What are other authorized dealers I should be considering?


----------



## rshetts (Feb 14, 2011)

nathan_h said:


> It's been five years, technology has moved on.
> 
> When last I bought a projector, the landscape was different.
> 
> ...


Not sure where you got your information regarding shipping but I recently purchased an Epson 5030UB from them and got free 2 day shipping. Also since Im in Michigan there was no tax. I know Cali has been pretty aggressive about the internet tax thing, so theres probably not too many companies that dont get taxed by California, at least ones I would trust anyway. I would recommend Visual Apex as Ive done business with them but they apparently dont carry JVC. The only other internet vendor Im familiar with is projectorpeople.com. They do carry what youre looking for.


----------



## nathan_h (Feb 19, 2009)

rshetts said:


> Not sure where you got your information regarding shipping but I recently purchased an Epson 5030UB from them and got free 2 day shipping. Also since Im in Michigan there was no tax. I know Cali has been pretty aggressive about the internet tax thing, so theres probably not too many companies that dont get taxed by California, at least ones I would trust anyway. I would recommend Visual Apex as Ive done business with them but they apparently dont carry JVC. The only other internet vendor Im familiar with is projectorpeople.com. They do carry what youre looking for.

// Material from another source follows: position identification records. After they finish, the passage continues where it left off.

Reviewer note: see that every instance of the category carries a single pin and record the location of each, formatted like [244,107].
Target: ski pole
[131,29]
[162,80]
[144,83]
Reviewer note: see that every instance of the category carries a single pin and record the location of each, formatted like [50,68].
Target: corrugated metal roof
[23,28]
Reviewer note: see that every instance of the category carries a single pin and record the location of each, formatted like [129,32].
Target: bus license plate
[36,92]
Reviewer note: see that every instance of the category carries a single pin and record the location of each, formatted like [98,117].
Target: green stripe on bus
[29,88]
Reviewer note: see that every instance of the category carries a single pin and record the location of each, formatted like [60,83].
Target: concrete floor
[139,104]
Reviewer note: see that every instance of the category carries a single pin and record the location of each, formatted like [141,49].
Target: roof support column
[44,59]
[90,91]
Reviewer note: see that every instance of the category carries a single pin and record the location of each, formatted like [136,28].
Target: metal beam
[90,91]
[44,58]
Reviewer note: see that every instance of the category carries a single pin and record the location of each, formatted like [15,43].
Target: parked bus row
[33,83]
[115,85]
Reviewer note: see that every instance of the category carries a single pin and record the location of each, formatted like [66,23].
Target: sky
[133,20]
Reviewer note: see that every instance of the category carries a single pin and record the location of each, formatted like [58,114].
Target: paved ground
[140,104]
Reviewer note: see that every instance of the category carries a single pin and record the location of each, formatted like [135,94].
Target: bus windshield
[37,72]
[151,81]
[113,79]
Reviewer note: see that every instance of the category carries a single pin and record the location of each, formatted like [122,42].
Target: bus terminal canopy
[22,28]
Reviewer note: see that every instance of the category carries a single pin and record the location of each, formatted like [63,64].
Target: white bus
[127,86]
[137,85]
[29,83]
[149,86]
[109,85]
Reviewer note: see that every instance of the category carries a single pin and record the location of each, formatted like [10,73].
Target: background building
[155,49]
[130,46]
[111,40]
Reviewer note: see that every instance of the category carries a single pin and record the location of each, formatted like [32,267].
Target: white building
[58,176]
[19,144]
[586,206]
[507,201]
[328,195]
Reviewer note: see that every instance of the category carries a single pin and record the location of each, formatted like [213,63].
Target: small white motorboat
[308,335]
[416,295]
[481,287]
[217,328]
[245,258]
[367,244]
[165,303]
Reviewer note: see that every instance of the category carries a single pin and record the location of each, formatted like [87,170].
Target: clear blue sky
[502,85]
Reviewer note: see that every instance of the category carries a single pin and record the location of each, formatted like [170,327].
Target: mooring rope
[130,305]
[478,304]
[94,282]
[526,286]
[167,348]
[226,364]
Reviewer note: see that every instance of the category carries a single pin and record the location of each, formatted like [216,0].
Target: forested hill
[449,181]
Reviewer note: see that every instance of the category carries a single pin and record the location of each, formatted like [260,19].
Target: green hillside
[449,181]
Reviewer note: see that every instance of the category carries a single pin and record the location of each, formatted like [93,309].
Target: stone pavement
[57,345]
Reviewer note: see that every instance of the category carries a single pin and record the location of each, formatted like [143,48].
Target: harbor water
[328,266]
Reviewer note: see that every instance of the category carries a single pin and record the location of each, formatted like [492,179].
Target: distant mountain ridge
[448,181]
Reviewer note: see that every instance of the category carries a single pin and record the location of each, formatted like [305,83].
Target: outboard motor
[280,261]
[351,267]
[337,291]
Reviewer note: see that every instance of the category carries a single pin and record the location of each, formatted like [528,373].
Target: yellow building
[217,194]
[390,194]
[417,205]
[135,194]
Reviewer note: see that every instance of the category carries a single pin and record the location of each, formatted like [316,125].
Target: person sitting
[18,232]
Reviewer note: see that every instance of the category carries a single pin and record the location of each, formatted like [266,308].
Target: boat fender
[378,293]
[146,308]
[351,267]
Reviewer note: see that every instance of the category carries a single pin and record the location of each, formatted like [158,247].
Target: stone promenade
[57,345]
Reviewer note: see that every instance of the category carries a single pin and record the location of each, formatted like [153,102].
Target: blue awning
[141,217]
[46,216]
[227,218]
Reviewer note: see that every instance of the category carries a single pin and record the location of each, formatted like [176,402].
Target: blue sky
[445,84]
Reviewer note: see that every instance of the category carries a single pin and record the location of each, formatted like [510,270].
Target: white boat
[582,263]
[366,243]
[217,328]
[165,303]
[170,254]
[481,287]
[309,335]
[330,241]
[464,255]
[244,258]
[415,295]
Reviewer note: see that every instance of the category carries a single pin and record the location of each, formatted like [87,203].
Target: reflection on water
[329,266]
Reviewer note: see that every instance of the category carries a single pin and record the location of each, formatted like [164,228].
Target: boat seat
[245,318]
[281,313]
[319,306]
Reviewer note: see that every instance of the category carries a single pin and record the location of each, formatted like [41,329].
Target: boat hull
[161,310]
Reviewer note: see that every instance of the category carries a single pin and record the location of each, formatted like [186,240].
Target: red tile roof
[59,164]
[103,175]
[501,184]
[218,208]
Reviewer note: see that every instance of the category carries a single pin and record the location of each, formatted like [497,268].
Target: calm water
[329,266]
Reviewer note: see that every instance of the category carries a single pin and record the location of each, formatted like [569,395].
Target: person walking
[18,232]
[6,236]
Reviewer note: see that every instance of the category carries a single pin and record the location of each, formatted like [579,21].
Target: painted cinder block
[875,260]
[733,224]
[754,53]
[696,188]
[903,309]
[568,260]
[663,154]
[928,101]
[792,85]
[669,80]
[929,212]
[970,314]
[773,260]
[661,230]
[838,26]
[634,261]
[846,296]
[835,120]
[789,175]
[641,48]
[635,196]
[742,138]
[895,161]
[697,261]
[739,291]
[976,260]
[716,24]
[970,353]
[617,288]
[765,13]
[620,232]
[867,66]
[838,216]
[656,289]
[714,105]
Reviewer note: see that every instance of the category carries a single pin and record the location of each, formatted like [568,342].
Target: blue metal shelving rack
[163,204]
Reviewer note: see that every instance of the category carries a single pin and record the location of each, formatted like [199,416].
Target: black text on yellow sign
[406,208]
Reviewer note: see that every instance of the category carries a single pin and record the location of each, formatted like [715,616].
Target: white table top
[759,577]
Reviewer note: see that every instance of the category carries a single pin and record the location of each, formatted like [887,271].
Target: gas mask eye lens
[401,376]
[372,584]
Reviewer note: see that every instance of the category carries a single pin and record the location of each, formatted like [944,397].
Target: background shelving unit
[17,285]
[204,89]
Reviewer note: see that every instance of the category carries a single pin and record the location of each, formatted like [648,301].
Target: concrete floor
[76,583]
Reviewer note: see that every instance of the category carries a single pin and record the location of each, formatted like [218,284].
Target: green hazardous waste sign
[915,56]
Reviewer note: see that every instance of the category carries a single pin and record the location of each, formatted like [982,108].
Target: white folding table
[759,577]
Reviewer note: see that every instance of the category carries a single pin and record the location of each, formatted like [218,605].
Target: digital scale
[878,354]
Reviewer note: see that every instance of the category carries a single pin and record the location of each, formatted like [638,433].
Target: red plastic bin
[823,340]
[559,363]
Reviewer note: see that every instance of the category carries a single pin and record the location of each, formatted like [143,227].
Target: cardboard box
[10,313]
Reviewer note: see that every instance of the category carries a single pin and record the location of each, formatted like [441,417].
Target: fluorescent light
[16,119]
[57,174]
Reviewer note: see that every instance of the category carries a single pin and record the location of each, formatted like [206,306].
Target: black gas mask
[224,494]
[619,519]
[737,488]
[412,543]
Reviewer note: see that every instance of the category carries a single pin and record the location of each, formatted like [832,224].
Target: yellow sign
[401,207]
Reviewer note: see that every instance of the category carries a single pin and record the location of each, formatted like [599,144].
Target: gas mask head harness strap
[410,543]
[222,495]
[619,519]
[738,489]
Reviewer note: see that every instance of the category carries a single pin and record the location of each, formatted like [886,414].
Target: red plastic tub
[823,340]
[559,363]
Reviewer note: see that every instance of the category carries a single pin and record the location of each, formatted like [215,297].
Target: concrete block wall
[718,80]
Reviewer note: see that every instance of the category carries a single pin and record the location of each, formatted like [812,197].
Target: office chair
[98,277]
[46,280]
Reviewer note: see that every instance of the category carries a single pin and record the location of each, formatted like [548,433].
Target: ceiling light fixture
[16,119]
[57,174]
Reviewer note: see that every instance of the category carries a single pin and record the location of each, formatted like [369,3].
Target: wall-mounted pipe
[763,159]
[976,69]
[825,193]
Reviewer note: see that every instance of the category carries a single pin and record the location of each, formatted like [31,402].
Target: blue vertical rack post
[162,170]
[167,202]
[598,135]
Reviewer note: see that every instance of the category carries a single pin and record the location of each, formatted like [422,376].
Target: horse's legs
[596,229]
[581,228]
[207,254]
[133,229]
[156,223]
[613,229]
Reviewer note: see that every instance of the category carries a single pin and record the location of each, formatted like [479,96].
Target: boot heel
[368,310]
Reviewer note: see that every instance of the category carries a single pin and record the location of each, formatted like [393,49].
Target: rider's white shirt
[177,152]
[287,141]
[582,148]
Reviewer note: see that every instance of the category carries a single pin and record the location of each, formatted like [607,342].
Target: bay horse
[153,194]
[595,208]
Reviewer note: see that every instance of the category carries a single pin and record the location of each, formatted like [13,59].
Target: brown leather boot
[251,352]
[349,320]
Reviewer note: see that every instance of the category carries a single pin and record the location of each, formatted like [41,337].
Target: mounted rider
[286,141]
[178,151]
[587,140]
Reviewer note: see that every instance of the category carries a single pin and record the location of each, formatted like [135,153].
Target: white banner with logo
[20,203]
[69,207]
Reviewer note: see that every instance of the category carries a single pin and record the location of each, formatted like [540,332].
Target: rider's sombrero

That's good info. Thanks! Wish JVC sold through Crutchfield. I may try ProjectorPeople. Bought my first projector there more than a decade ago. Not quite as consumer friendly, but a legitimate reseller.


----------



## jimbodude (Jul 26, 2011)

You can sometimes get stuff directly from the factory refurbed with a full warranty for a steep discount. Takes a lot of waiting, and constant watching, though. They don't have any projectors listed today, for example. http://www.ebay.com/usr/jvcprostore


----------



## nathan_h (Feb 19, 2009)

jimbodude said:


> You can sometimes get stuff directly from the factory refurbed with a full warranty for a steep discount. Takes a lot of waiting, and constant watching, though. They don't have any projectors listed today, for example. http://www.ebay.com/usr/jvcprostore


Very cool idea. Thanks.


----------